The move to both stop using the software and to wipe the data that is related to existing users of the feature marks an about-face for Facebook, which has been a major user and proponent of the technology. For years, the social network has allowed people to opt in to a facial-recognition setting that would automatically tag them in pictures and videos. Pesenti wrote that more than a third of the company’s daily active users had opted in to the setting, or more than 643 million people, as Facebook had 1.93 billion daily active users in the third quarter of 2021.
Facial recognition software has been fraught with controversy, as concerns mount about its accuracy and underlying racial bias. For example, the technology has been shown to be less accurate when identifying people of color, and several Black men, at least, have been wrongfully arrested due to the use of facial recognition.
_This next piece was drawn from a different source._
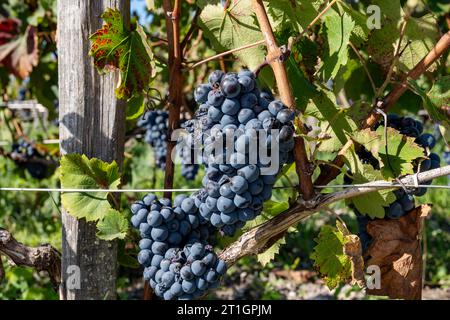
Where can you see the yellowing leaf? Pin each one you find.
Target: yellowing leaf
(329, 258)
(115, 47)
(269, 254)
While there’s no national legislation regulating the technology’s use, a growing number of states and cities are passing their own rules to limit or ban its use.
In 2019, a US government study suggested facial recognition algorithms were far less accurate at identifying African-American and Asian faces compared to Caucasian faces. African-American women were even more likely to be misidentified, according to the study conducted by the National Institute of Standards and Technology.
Last year, Facebook also settled a long-running legal dispute about the way it scans and tags photos. The case has been ongoing since 2015, and it was agreed the firm would pay $550m (£421m) to a group of users in Illinois who argued its facial recognition tool was in violation of the state's privacy laws.
Researchers and privacy activists have spent years raising questions about the tech industry’s use of face-scanning software, citing studies that found it worked unevenly across boundaries of race, gender or age. One concern has been that the technology can incorrectly identify people with darker skin.
This change will represent one of the largest shifts in facial recognition usage in the technology’s history. More than a third of Facebook’s daily active users have opted in to our Face Recognition setting and are able to be recognised, and its removal will result in the deletion of more than a billion people’s individual facial recognition templates.
Other tech firms such as Amazon and Microsoft have both suspended facial recognition product sales to police as the uses for the technology have become more controversial.